Brian Steidle est un témoin capital des horreurs au Darfour.

L'opération avortée et quelque peu opaque encore de transport en France d'enfants par L'Arche de Zoé, à partir du très protégé Est tchadien, réveille en même temps les problèmes politiques internes à ce pays, et surtout, la guerre civile au Darfour (Soudan). D'autant que depuis l'éclatement des hostilités en 2003, des liens entre une partie des chefs rebelles darfouriens et des responsables militaires tchadiens existeraient. Une partie de ces rebelles a des bases aux frontières stratégiques du Tchad, selon des experts, et ils prêteraient main-forte à l'armée régulière tchadienne. Sans oublier dans ce contexte, la mise en place de la future force européenne, l'Eufor, qui doit se déployer dans l'Est du Tchad, avec le risque aussi de voir revenir des rebelles tchadiens passés au Soudan. De son côté, la force hybride ONU/Union africaine pourrait être opérationnelle au Darfour début 2008. On le voit, l'affaire de L'Arche de Zoé ne doit pas, d'une manière ou d'une autre, "masquer" provisoirement le contexte darfourien et ses atrocités.

Des gens sont brulés vifs, notamment, dont parfois des enfants, les mains liées.
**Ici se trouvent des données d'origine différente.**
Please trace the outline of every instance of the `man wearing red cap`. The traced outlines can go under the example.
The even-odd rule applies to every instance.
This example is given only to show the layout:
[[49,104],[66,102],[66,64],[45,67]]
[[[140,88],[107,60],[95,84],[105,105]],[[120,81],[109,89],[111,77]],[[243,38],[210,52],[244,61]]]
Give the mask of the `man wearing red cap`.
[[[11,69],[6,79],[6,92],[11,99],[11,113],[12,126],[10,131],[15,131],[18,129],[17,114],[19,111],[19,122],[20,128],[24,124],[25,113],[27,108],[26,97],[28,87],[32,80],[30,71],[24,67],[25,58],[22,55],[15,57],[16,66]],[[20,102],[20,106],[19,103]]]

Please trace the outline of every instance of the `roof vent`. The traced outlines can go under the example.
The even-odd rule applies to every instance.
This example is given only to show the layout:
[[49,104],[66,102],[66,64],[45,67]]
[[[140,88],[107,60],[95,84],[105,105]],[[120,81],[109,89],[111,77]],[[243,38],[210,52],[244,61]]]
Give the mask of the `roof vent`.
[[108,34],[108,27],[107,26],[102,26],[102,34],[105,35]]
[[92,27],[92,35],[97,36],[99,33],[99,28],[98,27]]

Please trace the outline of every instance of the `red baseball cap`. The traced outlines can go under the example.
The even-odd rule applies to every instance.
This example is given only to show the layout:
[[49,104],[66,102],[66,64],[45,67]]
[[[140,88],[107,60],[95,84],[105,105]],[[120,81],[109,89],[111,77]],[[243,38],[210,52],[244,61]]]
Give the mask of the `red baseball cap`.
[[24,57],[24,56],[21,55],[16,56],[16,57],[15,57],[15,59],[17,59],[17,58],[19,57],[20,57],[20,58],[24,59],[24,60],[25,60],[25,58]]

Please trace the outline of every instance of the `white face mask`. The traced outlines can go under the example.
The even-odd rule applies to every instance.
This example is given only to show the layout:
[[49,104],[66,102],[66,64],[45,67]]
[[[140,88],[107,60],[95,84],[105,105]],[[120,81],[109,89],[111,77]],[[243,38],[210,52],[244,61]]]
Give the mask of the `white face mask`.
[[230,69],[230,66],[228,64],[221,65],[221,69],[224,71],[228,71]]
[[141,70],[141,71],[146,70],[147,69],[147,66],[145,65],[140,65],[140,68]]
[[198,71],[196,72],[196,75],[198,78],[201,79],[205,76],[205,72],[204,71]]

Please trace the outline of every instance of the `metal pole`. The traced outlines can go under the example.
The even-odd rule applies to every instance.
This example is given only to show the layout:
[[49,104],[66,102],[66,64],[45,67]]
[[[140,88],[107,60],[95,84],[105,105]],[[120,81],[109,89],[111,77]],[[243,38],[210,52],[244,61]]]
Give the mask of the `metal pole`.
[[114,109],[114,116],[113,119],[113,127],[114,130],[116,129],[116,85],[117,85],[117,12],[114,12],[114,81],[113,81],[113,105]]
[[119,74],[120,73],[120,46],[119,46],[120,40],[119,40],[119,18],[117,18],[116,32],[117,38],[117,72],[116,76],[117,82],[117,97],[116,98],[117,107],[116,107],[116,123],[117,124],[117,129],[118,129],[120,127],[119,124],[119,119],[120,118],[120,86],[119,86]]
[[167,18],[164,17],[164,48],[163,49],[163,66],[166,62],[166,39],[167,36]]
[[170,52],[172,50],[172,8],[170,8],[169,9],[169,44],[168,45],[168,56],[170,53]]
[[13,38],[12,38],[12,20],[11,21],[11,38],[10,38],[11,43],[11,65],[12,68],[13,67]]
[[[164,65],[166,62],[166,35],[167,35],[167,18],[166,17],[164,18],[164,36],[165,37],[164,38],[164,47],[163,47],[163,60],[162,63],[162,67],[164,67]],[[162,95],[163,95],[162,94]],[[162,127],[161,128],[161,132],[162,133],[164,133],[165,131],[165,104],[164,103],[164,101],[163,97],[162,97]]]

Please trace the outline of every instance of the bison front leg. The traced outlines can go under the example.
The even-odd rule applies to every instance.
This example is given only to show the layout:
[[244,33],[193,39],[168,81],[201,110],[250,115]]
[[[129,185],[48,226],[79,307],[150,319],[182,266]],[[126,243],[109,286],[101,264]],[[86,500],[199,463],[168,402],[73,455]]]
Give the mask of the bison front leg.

Depuis 2003, le conflit au Darfour a fait environ 300.000 morts, quelque 2,5 millions de personnes déplacées selon l'ONU, et l'intervention de la communauté internationale se fait attendre. Devant l'inaction de celle-ci, Brian Steidle, ancien capitaine des Marines et observateur militaire non armé pour le compte de l'Union africaine au Darfour, a démissionné de son poste à l'ONU pour mieux filmer l'horreur génocidaire au Darfour et le faire savoir. Canal + diffuse toujours son témoignage édifiant et éprouvant, "Darfour, le diable est arrivé à Cheval", réalisé par Annie Sundberg et Ricki Stern (photos ci-contre, "International Film Circuit"). A l'arrivée de Brian Steidle en 2004, le conflit était devenu une vaste opération militaire orchestrée par le gouvernement qui visait à anéantir les tribus africaines de la région avec le soutien des djandjawids. Pendant la période qu'il a passée au Darfour, Brian Steidle a observé, tous les jours, des actes d'une brutalité extrême, qu'il a pris en photo ou filmés. Elle rappelle l'urgence d'intervenir pour la communauté internationale qui ne peut pas dire qu'elle "ignore" les massacres génocidaires du Darfour, perpétrés sur les hommes, femmes et enfants...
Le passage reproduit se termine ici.